Le viaduc d'Aguessac, d'une longueur totale de 240 mètres, présente une hauteur maximale au-dessus du terrain naturel de 30 mètres. Il est construit en moellons de grès et de pierre de taille. Ouvert en 1879, il était initialement prévu pour deux voies.

L’apparition du béton à la fin du 19e siècle permet la création de nouveaux ouvrages. L’art de construire les ponts connaît ensuite des changements importants au cours du 20e siècle, avec la généralisation du béton armé, puis l’invention du béton précontraint, le développement de la soudure ou encore le perfectionnement de l’acier.

Le Pont du Larzac.

La croissance de la circulation, le transport ferroviaire, le transport routier avec la démultiplication des convois exceptionnels ont rendu nécessaire ces innovations et notamment la réflexion sur leur résistance.

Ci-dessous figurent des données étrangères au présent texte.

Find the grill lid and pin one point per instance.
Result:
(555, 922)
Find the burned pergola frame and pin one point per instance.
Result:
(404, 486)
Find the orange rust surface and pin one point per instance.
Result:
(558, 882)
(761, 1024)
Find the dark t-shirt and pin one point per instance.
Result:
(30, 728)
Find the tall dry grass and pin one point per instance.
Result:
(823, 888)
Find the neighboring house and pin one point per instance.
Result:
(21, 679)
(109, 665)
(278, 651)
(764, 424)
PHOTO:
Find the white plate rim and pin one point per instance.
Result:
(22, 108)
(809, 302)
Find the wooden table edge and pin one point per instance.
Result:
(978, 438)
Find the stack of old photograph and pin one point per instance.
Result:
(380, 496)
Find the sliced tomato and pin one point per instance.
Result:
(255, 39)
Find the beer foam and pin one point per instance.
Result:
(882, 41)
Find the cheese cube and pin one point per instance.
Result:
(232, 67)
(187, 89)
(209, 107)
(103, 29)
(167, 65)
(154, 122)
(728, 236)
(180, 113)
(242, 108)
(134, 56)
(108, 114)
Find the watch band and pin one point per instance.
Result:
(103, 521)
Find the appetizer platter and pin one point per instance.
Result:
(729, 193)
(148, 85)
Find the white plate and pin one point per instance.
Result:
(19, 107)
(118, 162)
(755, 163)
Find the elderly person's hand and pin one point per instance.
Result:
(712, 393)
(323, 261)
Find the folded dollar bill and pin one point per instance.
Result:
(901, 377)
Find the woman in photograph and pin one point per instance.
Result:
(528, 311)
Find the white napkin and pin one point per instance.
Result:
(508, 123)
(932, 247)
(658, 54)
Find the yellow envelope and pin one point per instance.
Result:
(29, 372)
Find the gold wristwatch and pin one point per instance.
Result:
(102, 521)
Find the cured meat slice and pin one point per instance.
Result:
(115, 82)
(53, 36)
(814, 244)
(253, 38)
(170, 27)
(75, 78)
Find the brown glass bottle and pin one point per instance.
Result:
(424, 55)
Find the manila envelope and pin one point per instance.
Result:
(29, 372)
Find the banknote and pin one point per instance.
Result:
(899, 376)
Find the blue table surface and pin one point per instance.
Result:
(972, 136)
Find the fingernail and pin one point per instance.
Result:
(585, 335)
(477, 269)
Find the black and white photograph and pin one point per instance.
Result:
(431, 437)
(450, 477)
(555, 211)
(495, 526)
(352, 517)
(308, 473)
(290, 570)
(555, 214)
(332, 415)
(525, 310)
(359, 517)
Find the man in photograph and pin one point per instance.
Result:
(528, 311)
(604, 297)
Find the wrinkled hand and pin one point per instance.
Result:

Situé sur le tracé de l’autoroute A 75 qui relie la France à l’Espagne, Paris à Barcelone, le viaduc permet de franchir la vallée du Tarn entre les deux plateaux du Causse Rouge et du Causse du Larzac. Dessiné par l’architecte anglais Norman Foster et l’ingénieur des Ponts et Chaussées, Michel Virlogeux, il a été élevé entre 2001 et 2004 par le groupe Eiffage.

Le viaduc compte sept pieux de béton créant huit travées et un tablier d'acier. De 2 460 m de long, ce tablier de 36 000 tonnes qui mesure 32 m de large présente une ligne élancée et dessine une légère courbe orientée vers l'est. Les sept pieux de béton, d'une surface de 200 m² à leur base et de 30 m² au sommet, évoluent jusqu'à se dédoubler en fourches fines portant les pylônes d'acier de 87 m de hauteur comprenant s'arriment les haubans. C'est à leur jonction que le tablier vient se fixer, à 270 m de hauteur, au-dessus du Tarn, l'altitude du plus grand pylône atteignant 343 m, soit 19 m de plus que la tour Eiffel. Par la légèreté de sa structure aux reflets gris-bleu et son intégration dans le paysage, cet ouvrage figure au rang des plus belles œuvres du génie civil dans le monde.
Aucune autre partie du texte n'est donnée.